About three things I am absolutely positive: first, I just saw Twilight. Second, there is a part of me – and I don’t know how minuscule that part might be – that thinks it was almost okay. Third, it was unconditionally and irrevocably hilarious.
Written by: Melissa Rosenberg, based on the novel by Stephenie Meyer
Starring: Kristen Stewart, Robert Pattinson
Seen at: National Amusements Enfield Cinemas 12, Enfield, Conn.
Running time: 122 minutes
So, all you little spider-monkeys, I did in fact just return from a late-night showing of Twilight (the one that all the embarrassed middle-aged moms went to) and immediately sat down to pen my thoughts on the matter.
In a word? It was hysterical. To borrow a trick from Ms. Meyer’s book (or rather her thesaurus), not only was it funny but it was a riotously jocular humdinger of a film.
First, let’s talk tech specs. The film’s cinematography viewed like a bad spoof of 300, only with more vampires, 98% less blood, and 99.9% more extreme close-ups. And when there aren’t a billion poorly-edited cuts between Edward’s face and Bella’s face, there was slow-mo. And a lot of it. At any moment during the baseball scene, for example, I expected some half-naked guy with a lobster claw arm to glide down from the treetops and ask to join the game. I mean, I have a hard time swallowing slow-mo in an action flick, much less in a film in which half of the scenes consist of the characters stretching out on a field to gaze into each other’s soul.

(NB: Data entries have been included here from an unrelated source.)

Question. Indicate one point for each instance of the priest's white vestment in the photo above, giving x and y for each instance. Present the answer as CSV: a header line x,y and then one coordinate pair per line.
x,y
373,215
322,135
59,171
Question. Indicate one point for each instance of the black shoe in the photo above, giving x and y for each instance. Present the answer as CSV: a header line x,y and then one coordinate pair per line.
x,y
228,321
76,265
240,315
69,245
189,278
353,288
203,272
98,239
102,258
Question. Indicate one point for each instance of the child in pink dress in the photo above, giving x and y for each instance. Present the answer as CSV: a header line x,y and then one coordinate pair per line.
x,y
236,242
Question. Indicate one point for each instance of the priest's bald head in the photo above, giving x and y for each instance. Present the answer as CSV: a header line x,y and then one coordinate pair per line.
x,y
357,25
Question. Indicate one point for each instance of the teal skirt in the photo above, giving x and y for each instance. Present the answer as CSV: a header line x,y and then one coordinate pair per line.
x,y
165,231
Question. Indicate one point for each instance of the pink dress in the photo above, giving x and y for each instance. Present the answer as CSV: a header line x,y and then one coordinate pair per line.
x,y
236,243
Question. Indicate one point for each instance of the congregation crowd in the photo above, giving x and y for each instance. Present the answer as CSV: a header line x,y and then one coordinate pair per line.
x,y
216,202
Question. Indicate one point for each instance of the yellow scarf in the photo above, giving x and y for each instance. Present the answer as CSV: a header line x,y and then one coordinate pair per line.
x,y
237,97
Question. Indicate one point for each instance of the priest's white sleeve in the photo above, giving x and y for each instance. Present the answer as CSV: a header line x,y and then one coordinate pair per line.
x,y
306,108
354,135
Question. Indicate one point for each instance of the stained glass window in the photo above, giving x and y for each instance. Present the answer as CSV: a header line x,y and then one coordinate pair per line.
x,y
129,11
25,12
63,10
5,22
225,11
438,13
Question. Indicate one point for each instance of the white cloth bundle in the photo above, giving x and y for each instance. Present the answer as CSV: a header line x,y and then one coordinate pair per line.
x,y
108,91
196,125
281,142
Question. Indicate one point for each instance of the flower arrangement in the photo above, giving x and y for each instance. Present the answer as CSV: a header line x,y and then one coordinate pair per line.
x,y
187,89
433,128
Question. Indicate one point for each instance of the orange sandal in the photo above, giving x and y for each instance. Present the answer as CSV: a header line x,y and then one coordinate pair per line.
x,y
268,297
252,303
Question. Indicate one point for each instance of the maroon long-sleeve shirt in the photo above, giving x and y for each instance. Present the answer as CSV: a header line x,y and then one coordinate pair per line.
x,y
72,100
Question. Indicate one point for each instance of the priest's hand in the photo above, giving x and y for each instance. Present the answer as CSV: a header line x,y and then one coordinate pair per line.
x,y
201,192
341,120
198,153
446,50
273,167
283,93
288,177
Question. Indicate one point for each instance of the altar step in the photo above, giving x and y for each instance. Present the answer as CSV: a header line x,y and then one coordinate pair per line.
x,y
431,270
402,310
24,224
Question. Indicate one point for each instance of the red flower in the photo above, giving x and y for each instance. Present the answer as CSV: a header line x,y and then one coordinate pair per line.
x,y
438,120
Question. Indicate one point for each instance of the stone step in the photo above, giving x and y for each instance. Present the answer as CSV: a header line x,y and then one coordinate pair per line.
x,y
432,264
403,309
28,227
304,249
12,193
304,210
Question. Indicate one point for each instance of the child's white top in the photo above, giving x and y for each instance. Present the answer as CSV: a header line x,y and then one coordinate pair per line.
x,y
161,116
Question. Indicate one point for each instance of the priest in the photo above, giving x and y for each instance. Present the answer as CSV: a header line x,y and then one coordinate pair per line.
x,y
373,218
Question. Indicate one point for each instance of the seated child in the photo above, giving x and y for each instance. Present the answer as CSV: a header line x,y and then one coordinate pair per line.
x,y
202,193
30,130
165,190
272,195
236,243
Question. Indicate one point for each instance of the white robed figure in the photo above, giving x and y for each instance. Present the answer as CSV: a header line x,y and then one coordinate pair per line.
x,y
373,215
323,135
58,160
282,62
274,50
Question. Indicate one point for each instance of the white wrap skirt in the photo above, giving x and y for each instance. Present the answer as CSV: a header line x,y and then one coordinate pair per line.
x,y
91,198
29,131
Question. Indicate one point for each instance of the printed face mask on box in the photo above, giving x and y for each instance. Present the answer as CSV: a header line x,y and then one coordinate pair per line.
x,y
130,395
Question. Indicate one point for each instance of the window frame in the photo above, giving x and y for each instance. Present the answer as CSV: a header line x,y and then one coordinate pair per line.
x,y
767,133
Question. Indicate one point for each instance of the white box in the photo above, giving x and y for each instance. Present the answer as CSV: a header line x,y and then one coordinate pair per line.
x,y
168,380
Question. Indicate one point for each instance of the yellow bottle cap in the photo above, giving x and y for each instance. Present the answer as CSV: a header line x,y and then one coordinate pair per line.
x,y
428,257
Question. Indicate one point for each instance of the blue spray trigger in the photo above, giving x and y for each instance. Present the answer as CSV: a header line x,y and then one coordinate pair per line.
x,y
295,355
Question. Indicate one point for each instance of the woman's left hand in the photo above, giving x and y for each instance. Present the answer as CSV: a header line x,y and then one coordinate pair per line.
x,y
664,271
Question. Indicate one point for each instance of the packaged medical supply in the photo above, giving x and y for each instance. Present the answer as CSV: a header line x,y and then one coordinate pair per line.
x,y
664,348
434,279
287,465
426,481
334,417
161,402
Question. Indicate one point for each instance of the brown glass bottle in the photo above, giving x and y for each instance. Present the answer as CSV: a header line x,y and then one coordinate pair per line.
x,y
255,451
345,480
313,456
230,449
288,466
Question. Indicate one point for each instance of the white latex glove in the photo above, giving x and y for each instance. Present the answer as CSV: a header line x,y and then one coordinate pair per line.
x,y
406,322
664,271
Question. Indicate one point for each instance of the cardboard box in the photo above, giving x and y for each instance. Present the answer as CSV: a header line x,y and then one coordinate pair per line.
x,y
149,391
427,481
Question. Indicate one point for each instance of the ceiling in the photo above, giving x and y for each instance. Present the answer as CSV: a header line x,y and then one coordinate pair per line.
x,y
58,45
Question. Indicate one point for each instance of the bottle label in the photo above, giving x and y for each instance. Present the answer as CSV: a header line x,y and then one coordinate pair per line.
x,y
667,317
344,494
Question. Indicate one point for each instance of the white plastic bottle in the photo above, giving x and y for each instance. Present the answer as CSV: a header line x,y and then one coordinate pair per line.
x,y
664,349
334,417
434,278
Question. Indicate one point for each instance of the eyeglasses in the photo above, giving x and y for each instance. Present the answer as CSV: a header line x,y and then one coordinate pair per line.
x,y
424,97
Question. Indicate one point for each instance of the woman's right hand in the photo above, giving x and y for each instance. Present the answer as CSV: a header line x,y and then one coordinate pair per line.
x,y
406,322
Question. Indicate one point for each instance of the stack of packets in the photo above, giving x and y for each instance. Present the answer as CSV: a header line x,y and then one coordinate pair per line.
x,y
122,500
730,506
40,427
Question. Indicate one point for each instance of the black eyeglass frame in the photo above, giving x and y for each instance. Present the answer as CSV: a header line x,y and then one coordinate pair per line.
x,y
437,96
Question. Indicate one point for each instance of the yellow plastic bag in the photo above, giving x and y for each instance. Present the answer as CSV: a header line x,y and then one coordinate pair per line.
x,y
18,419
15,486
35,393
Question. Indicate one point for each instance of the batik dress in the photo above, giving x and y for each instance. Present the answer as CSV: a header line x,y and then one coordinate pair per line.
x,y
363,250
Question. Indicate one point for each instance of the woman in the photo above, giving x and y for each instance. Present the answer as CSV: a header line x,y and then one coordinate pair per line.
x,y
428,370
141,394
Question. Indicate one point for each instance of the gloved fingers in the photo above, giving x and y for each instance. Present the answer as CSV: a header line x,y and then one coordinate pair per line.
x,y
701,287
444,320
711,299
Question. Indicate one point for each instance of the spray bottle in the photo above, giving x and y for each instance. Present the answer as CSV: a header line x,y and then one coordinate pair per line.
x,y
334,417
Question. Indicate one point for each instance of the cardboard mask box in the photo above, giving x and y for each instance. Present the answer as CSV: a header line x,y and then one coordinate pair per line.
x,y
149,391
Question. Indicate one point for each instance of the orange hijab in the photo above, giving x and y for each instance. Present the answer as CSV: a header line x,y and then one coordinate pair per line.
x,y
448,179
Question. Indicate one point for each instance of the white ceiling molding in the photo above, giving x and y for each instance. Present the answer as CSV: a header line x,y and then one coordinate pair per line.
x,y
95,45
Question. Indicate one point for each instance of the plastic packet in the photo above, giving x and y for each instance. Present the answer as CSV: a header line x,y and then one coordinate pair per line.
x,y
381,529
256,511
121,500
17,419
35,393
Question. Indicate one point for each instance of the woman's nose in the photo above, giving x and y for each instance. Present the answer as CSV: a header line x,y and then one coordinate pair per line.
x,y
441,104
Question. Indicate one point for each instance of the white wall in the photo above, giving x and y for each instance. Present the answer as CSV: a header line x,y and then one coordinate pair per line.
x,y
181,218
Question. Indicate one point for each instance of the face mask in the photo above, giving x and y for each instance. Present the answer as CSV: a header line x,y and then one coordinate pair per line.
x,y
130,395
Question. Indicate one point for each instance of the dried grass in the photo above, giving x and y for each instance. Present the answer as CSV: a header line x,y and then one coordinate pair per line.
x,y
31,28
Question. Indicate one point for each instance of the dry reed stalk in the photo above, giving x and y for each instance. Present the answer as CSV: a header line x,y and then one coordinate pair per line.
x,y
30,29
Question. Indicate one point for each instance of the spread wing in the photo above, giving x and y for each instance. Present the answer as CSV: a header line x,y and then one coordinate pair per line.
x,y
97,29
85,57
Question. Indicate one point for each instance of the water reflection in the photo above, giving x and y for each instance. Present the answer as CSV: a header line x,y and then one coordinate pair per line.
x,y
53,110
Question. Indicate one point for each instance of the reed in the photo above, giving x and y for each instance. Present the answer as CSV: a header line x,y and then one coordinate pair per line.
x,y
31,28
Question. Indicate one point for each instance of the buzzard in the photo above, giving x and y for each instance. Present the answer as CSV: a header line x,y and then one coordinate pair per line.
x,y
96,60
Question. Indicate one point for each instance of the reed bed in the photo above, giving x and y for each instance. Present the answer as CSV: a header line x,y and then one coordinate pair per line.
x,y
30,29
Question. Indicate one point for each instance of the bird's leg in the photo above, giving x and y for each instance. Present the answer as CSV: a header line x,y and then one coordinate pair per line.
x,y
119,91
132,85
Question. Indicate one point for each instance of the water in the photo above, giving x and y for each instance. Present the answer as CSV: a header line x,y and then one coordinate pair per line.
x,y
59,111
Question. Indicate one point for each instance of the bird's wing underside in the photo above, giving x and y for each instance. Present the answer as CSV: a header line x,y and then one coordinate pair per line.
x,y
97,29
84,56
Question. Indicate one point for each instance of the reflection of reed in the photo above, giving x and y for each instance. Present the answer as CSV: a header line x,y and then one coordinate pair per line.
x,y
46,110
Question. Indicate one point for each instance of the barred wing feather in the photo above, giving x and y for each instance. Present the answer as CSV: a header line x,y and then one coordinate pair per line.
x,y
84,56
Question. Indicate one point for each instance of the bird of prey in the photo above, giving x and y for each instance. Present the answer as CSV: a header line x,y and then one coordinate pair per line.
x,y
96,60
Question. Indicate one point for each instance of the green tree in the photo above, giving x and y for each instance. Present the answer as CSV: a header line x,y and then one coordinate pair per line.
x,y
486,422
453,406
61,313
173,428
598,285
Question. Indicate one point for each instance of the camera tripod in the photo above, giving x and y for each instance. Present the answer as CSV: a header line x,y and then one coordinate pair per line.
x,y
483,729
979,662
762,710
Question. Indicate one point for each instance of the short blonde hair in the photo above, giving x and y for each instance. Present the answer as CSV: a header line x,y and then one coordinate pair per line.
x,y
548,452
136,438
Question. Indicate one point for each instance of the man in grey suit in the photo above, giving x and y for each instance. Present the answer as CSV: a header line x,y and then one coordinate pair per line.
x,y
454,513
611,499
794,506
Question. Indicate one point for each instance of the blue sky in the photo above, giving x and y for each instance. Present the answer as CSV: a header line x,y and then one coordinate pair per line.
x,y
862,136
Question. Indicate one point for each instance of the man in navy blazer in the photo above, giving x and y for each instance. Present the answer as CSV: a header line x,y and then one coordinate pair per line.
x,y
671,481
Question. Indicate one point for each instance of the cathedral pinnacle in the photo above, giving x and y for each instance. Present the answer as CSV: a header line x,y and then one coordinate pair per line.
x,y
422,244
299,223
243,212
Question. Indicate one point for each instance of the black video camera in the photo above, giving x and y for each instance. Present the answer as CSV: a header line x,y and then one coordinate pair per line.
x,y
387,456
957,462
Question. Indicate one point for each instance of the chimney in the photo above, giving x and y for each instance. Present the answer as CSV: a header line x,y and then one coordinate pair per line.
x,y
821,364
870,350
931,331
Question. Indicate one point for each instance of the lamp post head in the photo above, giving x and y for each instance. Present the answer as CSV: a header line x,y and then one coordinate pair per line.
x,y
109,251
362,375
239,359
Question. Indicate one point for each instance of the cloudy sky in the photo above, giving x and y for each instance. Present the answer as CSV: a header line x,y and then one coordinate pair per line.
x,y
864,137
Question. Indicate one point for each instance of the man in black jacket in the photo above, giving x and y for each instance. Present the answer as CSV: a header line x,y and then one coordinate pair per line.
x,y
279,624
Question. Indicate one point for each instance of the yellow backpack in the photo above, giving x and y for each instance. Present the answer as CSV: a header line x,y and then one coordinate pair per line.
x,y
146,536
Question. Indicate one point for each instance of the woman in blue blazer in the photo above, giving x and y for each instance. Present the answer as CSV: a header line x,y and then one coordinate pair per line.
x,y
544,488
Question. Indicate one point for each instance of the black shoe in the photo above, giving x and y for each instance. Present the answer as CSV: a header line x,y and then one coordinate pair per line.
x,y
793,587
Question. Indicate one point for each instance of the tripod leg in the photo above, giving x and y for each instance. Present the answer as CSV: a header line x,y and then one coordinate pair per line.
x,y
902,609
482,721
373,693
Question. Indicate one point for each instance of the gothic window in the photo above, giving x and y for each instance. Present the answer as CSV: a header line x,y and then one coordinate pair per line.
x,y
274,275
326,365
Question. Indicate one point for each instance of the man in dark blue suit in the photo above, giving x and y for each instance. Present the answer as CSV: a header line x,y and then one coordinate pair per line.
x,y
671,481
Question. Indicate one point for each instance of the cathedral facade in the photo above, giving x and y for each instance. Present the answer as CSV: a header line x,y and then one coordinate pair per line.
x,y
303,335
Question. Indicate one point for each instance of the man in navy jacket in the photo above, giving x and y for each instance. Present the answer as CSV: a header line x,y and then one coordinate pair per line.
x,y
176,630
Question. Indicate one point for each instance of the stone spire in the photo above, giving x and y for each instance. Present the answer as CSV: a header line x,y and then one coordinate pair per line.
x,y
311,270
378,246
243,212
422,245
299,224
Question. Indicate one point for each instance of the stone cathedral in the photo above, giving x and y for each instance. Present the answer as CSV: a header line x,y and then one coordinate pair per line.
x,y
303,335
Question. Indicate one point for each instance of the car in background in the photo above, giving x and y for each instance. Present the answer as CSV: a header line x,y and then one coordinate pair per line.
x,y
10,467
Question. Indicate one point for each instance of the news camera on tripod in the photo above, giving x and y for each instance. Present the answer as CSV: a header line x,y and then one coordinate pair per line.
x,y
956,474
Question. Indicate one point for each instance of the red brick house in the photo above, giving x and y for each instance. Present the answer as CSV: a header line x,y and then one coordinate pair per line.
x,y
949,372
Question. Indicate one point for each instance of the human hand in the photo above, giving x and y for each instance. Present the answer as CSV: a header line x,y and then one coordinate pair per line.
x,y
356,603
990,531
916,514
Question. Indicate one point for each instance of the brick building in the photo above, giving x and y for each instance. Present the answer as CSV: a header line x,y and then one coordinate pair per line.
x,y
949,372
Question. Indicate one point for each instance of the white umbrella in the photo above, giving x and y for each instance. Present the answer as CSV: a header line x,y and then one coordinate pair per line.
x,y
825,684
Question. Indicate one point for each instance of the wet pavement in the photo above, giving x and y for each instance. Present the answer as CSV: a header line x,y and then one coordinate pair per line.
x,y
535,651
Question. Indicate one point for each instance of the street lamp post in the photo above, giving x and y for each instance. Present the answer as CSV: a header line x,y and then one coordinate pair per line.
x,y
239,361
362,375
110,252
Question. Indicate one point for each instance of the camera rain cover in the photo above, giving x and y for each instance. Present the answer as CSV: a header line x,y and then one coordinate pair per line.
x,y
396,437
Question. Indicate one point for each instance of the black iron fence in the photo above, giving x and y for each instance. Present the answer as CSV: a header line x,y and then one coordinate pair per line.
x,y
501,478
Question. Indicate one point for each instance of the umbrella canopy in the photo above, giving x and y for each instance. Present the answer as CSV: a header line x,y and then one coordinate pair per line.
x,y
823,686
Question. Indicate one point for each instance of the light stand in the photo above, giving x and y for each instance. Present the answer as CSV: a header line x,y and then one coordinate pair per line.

And that brings me to the moment we were all waiting for, fans and anti-fans alike. I’m not going to lie, folks, I was bouncing on my seat in anticipation of the sparklies. Color me curious, but I was excited to see how they would accomplish that effect. Would they use lens flares? Glitter? Bits of cubic zirconia glued to the makeup caked on Robert Pattinson’s face? There seemed to be a lot of options, so the fact that they decided to use Pattinson’s natural (and profuse) perspiration is something of a letdown.
But to be fair, the effects aren’t all bad. After an hour and a half of “Crouching Tiger, Hidden Dragon”-style soaring through treetops, the big throw-down at the end between James and Edward is actually pretty exciting. In fact, it almost made me appreciate Meyer’s choice of the ballet studio as the battleground in the first place, and on screen I actually winced at Bella’s injuries whereas in the book my reaction consisted of a dash of meh and decent dose of yawn.
And speaking of yawn, that’s a good description of the acting. Kristen Stewart definitely had her moments, but Robert Pattinson not so much. At times his performance is painfully stale and at others, particularly during his and Bella’s first meeting, it is overworked and over-acted. For most of the film, he comes off as either constipated or as a creepy prima donna, or perhaps as a constipated creepy prima donna. It seems to me though that it’s through no fault of his own; the writing is simply that bad. Lines that are passable in a book (“…and so the lion fell in love with the lamb,” for instance) cannot possibly be delivered in any way that makes them sound anything other than horrifically cheesy.
Which brings me to my absolute favorite line of the film, from the sparkle scene:
[CUE “DRAMATIC” MUSIC]
“…This is the skin of a killer.”
Take a minute to laugh, it’s okay. That’s the line that made me wonder if director Catherine Hardwicke had decided to spoof Twilight rather than adapt it; it was a line that I could imagine in a Cleolinda Jones recap and a line that I’m a little jealous for not having written myself. I mean, Edward, come on – you sparkle. “This is the skin of a killer?” It’s like saying “These are the eyebrows of a vampire!” or “Beware my shins, for they are murderous!” I have to wonder how many takes Pattinson needed for the line just because I would never be able to deliver it with a straight face. And frankly, that line sums up the film perfectly: it’s unintentionally ridiculous and takes itself way too seriously, as if it doesn’t realize that it’s actually a film about glitter.